Kondisi pengadilan umum tersebut ke depan semakin parah seiring dengan kondisi Mahkamah Agung (MA) yang cenderung dinilai banyak pihak berjalan mundur. Ada kesan bahwa MA ke depan akan semakin sarat dengan beban politik dan "utang jasa" kepada banyak pihak atas disahkannya UU MA yang menetapkan masa pensiun hakim agung 70 tahun.

Lolosnya usia pensiun hakim agung 70 tahun tidak mungkin lepas dari peran banyak pihak yang terkait dengan korupsi. Sebab, secara empiris, putusan-putusan kasus korupsi yang ditangani pengadilan negeri di berbagai daerah dan pusat (Jakarta) sejak bergulirnya reformasi, mayoritas pada 2009, akan memasuki meja MA (kasasi).
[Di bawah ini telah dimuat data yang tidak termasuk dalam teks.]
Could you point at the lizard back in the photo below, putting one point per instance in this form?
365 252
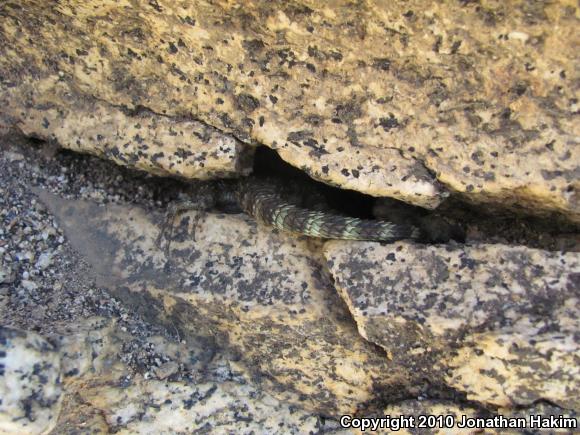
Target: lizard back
266 203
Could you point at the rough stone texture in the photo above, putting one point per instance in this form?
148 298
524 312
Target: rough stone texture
30 383
256 294
139 138
382 97
100 395
499 324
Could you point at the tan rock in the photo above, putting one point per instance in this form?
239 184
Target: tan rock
395 99
30 383
498 323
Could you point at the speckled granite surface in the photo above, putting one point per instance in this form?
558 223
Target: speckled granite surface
393 99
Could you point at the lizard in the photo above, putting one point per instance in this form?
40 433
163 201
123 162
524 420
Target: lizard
270 202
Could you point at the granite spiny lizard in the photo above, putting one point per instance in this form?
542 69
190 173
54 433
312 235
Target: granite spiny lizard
270 203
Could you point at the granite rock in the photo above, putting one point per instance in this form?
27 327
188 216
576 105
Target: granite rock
406 100
498 324
30 382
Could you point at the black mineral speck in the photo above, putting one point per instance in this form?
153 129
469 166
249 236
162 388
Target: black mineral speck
247 102
172 49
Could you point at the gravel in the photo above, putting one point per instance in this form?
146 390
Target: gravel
44 284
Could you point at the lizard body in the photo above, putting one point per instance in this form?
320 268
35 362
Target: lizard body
270 202
263 201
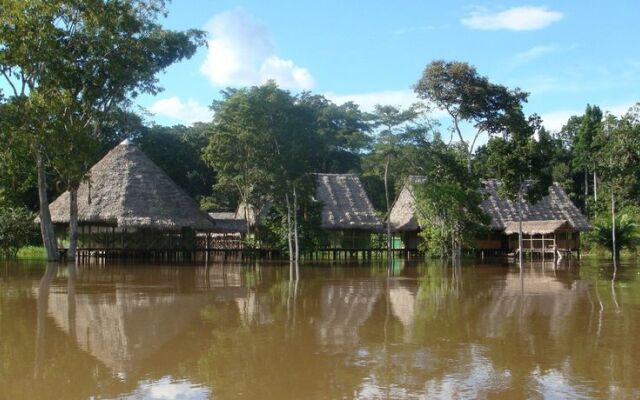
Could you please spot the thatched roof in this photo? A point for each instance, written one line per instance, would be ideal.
(535, 227)
(556, 206)
(553, 210)
(345, 203)
(402, 216)
(126, 189)
(228, 222)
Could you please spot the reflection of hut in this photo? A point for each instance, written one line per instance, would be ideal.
(124, 328)
(552, 223)
(347, 213)
(345, 308)
(128, 203)
(537, 295)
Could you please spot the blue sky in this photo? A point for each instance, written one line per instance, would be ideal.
(564, 53)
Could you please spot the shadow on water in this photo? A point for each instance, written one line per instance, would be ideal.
(380, 330)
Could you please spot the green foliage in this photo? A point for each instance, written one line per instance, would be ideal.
(177, 151)
(627, 231)
(16, 230)
(449, 214)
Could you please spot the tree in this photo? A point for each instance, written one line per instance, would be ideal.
(618, 159)
(448, 203)
(91, 55)
(466, 96)
(520, 163)
(585, 146)
(390, 122)
(177, 150)
(16, 229)
(627, 232)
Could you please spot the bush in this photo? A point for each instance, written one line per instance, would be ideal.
(17, 229)
(627, 231)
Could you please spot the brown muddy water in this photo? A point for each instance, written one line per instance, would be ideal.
(364, 331)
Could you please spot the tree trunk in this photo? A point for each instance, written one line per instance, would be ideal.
(73, 223)
(386, 196)
(46, 226)
(295, 227)
(520, 228)
(595, 187)
(586, 187)
(613, 228)
(289, 231)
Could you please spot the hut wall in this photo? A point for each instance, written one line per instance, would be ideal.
(349, 239)
(491, 241)
(411, 240)
(565, 240)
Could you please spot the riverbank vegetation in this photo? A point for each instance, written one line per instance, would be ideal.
(263, 142)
Kita memang belum bisa memberikan justifikasi MA pasti akan membayar dengan putusan-putusan ringan atau membebaskan bagi para koruptor. Tetapi, sebagai bangsa yang menghendaki korupsi diberantas secepatnya, kita patut curiga atas fenomena politik seperti ini.

Mencemaskan
Secara matematis, waktu kurang dari tiga bulan adalah waktu yang amat sempit untuk bisa menyelesaikan sebuah RUU yang cukup penting dan krusial itu. Apalagi, dalam waktu tiga bulan itu pula, anggota DPR harus melakukan kampanye untuk Pemilu 2009. Jelas, mereka akan lebih mementingkan mengunjungi calon pemilih daripada berjibaku duduk di kursi parlemen untuk menyelesaikan RUU tipikor.

Kesibukan di luar gedung DPR tersebut tak terelakkan. Sebab, mereka semua ingin terpilih kembali untuk bisa duduk di kursi empuk itu. Keinginan tersebut tidak bisa diperoleh dengan santai-santai seperti pemilu yang lalu. Saat itu, penentuan calon menjadi lewat nomor urut. Bila nomor urut sudah dikantongi, setidaknya sudah nyicil ayem terlebih dahulu.

Tapi, dengan adanya putusan Mahkamah Konstitusi (MK) yang menetapkan calon jadi didasarkan pada suara terbanyak menjadikan kepanikan tersendiri di kalangan para caleg. Prediksi untuk bisa duduk kembali sebagai wakil rakyat yang terhormat harus dipikir ulang. Sebab, tiket nomor urut sudah tidak berlaku lagi. Kini, yang terjadi ialah kompetisi murni, baik di internal partai maupun eksternal. Semua sekarang memiliki peluang yang sama untuk jadi atau tidak jadi.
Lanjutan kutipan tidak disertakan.